Q179. An employee connects a wireless access point to the only jack in the conference room to provide Internet access during a meeting. The access point is configured to use WPA2-TKIP. A malicious user is able to intercept clear text HTTP communication between the meeting attendees and the Internet. Which of the following is the reason the malicious user is able to intercept and see the clear text communication?
A. The malicious user has access to the WPA2-TKIP key.
B. The wireless access point is broadcasting the SSID.
C. The malicious user is able to capture the wired communication.

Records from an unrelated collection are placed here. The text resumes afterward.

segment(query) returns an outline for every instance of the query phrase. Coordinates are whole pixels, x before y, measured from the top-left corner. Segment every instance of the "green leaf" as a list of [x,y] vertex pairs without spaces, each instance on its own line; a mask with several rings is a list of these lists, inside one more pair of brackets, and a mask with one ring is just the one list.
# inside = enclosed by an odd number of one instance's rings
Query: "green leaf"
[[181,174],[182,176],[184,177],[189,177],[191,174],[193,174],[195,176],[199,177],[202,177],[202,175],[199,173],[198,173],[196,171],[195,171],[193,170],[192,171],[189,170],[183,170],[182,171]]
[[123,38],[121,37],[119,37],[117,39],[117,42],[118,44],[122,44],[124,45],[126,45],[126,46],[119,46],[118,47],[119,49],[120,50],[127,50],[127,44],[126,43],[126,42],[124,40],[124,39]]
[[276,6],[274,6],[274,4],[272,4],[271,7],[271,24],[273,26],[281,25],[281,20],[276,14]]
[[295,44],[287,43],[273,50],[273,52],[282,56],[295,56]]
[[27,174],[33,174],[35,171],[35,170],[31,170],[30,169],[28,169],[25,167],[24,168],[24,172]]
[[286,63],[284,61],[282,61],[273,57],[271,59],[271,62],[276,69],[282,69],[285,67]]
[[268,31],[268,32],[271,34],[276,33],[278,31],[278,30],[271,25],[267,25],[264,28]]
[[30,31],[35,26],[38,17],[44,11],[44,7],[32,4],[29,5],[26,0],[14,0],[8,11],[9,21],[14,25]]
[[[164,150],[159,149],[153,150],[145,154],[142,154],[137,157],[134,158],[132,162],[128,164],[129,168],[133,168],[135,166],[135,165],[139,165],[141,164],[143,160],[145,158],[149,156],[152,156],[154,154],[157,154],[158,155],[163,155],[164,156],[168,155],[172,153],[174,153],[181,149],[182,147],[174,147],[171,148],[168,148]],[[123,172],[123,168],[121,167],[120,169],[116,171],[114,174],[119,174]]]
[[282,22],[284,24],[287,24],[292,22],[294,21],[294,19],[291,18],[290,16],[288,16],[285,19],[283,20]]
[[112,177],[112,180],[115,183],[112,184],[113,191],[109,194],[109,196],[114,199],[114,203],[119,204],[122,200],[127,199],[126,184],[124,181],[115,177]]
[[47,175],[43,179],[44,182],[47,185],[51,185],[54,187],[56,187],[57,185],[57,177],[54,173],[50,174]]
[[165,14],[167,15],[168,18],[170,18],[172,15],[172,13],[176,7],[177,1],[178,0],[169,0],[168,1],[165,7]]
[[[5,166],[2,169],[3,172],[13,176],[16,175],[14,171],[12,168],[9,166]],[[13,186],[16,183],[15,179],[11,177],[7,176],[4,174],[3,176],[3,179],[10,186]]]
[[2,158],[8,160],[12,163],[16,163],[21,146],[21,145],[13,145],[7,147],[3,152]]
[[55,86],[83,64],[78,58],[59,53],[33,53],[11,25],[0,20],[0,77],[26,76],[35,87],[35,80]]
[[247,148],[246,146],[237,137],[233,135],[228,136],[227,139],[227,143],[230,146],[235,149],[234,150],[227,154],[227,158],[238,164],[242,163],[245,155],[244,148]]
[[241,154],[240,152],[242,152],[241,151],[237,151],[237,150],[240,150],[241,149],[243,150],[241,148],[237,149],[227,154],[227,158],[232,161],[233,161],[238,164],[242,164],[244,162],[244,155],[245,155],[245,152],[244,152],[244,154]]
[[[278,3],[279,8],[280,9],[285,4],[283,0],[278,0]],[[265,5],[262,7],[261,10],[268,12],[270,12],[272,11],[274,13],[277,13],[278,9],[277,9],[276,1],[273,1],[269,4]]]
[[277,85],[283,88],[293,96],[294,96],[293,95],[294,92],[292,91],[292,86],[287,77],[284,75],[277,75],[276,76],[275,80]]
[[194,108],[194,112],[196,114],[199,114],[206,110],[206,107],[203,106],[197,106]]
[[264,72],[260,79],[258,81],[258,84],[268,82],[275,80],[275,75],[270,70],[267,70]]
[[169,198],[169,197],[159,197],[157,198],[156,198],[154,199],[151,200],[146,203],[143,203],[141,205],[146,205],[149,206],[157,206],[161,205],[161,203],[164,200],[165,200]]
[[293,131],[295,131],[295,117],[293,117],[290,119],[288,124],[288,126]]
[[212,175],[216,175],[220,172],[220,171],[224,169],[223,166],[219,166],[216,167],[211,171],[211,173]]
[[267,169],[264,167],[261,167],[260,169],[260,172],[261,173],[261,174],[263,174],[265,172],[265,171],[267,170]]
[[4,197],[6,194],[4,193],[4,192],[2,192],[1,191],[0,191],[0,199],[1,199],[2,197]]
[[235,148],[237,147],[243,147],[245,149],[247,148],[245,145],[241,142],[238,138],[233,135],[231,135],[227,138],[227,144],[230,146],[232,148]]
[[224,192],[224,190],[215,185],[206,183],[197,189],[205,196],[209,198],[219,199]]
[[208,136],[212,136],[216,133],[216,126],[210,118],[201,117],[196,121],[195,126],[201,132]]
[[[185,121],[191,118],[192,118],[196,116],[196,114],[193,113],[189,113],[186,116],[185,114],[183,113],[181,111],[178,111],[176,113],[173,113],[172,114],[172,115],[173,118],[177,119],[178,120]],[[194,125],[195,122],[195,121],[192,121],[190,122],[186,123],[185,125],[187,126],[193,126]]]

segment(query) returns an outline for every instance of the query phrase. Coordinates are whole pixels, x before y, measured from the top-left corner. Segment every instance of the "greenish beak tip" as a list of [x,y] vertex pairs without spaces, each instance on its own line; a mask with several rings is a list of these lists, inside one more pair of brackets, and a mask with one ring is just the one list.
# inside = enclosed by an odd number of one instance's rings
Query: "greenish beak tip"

D. The meeting attendees are using unencrypted hard drives.
Answer: C
Explanation:
Q180. A merchant acquirer has the need to store credit card numbers in a transactional database in a high performance environment. Which of the following BEST protects the credit card data?
A. Database field encryption
B. File-level encryption
C. Data loss prevention system
D. Full disk encryption
Answer: A
Explanation:
Database encryption makes use of cryptography functions that are built into the database software to encrypt the data stored in the data base. This often offers granular encryption options which allows for the encryptions of the entire database, specific database tables, or specific database fields, such as a credit card number field.